Monday, November 4, 2013

On John Doe Summonses and the Appearance of Impartiality - Unrelated Topics But Both Discussed (11/4/13)

I assign my Tax Procedure students the case of United States v. Gertner, 65 F.3d 963 (1st Cir. 1995), here.  I contrast the case with United States v. Tiffany Fine Arts, Inc., 469 U.S. 310 (1985), here.  The context is the John Doe Summons under Section 7609(f), here.  Briefly, the John Doe Summons is an IRS summons issued to a person within the summons power of the IRS for information or documents about unknown taxpayers -- hence John Doe -- as to whom the IRS believes and can show that there is a potential, not fanciful tax compliance issue within the scope of its investigative authority.  The John Doe Summons has been used in the offshore account area.  Here is the discussion of Tiffany Fine Arts and Gertner from my Federal Tax Procedure text (footnotes omitted).
The John Doe Summons procedures were designed to provide checks and balances.  But, the IRS often finds that the procedures slow it down.  The IRS must convince DOJ Tax, whose attorneys are plenty busy with other work, that it is worth going through the procedures to get the summons.  DOJ Tax must gear up and present the matter to a frequently skeptical and almost always overworked District Judge who must play devil's advocate to the Government's ex parte application for the summons.  Obviously, the IRS would much prefer just to use its administrative summons which has no such cumbersome steps.  

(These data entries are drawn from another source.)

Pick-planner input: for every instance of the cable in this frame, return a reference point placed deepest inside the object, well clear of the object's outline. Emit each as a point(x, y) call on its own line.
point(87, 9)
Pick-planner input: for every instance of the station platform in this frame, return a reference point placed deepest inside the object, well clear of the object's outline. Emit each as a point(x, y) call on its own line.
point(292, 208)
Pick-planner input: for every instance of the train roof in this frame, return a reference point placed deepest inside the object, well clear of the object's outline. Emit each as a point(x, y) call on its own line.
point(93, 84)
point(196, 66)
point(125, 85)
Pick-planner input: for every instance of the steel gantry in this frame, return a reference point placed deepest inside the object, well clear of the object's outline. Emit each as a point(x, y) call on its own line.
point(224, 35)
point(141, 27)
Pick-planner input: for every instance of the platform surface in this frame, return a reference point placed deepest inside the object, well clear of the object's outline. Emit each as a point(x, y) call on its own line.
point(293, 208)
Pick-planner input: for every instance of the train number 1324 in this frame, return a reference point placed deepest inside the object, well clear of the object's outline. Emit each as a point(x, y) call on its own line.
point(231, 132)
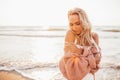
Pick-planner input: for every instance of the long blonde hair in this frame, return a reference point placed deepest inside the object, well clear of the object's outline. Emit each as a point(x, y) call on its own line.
point(85, 23)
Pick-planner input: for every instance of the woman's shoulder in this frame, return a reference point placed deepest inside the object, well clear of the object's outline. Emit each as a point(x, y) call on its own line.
point(70, 36)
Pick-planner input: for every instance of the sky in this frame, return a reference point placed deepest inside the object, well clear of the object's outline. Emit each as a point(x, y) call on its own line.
point(54, 12)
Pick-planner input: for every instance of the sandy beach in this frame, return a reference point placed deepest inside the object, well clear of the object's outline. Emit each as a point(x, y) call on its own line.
point(34, 54)
point(12, 75)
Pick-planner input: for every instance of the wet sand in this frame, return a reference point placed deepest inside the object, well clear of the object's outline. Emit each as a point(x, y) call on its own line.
point(12, 75)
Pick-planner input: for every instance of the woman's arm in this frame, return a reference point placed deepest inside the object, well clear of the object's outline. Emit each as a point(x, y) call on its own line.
point(95, 37)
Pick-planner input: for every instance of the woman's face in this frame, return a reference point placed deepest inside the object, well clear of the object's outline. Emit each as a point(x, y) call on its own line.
point(74, 23)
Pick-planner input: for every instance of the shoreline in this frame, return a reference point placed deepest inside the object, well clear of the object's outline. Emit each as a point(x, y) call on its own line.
point(12, 75)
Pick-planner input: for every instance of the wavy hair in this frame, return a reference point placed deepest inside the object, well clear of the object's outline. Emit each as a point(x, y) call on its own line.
point(85, 35)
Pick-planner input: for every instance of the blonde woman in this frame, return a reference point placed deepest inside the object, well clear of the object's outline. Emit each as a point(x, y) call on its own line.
point(81, 50)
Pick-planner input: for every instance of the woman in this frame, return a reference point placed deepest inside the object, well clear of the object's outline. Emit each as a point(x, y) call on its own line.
point(81, 50)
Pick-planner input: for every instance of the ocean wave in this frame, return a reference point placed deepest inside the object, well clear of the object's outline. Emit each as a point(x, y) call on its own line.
point(111, 30)
point(27, 66)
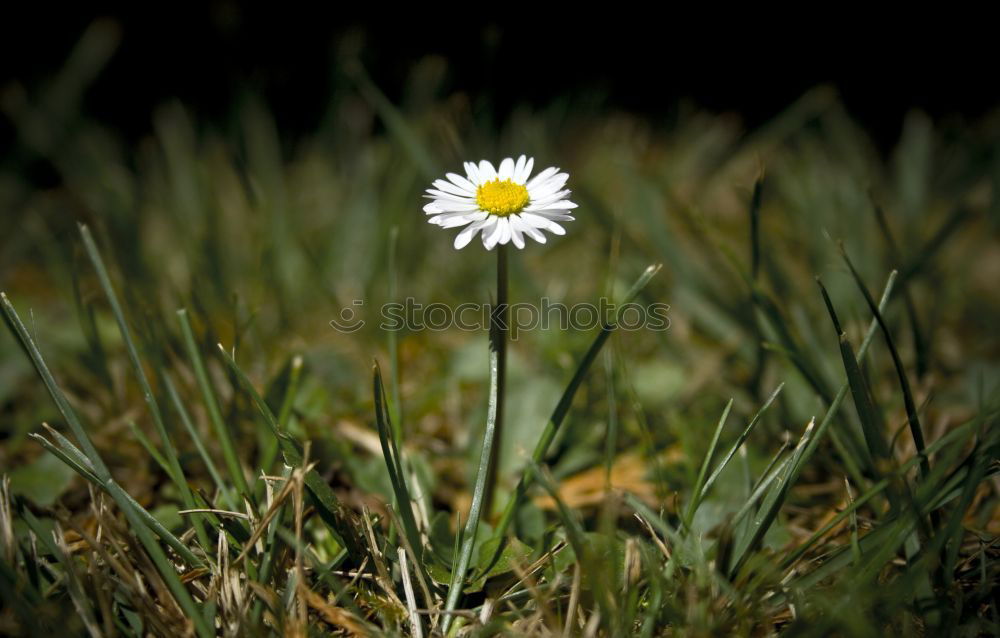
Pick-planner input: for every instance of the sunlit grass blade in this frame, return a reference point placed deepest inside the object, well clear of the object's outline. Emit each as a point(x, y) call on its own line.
point(871, 421)
point(911, 407)
point(331, 510)
point(460, 568)
point(222, 431)
point(129, 507)
point(919, 346)
point(737, 444)
point(196, 437)
point(565, 401)
point(394, 466)
point(175, 471)
point(699, 483)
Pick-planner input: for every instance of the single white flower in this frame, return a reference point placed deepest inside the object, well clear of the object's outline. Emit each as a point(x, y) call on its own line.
point(504, 205)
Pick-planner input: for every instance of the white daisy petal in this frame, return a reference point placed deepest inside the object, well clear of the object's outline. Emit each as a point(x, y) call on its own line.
point(473, 172)
point(516, 231)
point(535, 221)
point(562, 204)
point(556, 229)
point(526, 171)
point(443, 206)
point(547, 187)
point(541, 177)
point(494, 237)
point(501, 204)
point(554, 215)
point(454, 222)
point(506, 169)
point(436, 194)
point(505, 225)
point(518, 169)
point(465, 185)
point(486, 172)
point(452, 189)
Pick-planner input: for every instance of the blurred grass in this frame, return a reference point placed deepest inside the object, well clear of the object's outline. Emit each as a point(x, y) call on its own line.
point(264, 240)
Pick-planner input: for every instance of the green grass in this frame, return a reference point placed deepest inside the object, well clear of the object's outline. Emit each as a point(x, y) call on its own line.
point(234, 466)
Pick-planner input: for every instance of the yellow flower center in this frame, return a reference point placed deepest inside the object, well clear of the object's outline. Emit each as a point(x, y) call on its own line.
point(501, 198)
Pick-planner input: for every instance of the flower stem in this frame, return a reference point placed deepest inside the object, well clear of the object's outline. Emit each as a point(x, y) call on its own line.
point(499, 328)
point(485, 476)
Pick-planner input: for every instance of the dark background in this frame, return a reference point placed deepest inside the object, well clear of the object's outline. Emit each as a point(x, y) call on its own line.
point(210, 53)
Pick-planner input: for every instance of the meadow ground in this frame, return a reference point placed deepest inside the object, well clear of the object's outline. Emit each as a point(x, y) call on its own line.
point(785, 457)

In United States v. Tiffany Fine Arts, Inc., 469 U.S. 310 (1985), the Supreme Court blessed the IRS's use of the regular administrative summons rather than the John Doe summons where the target of the summons has transactions relevant to its tax liability which, if discovered, might also identify unknown third parties’ and be relevant to their tax liabilities.  The context there was a tax shelter promoter who sold the product to unknown third parties.  By allegedly investigating the promoter’s tax liability to support inquiries into whether it reported its income from those unknown third parties, the IRS could summons the information under the general administrative summons by meeting the minimal requirements of Powell. The Supreme Court blessed that gambit and refused to require the John Doe Summons procedure.  After Tiffany Fine Arts, the IRS saw the end-run around the John Doe Summons  procedures -- simply find a reason to audit the third party record-keeper such as the tax shelter promoter and find some pretext that obtaining the names of the third parties is relevant under the Powell standards to the audit of the record-keeper. 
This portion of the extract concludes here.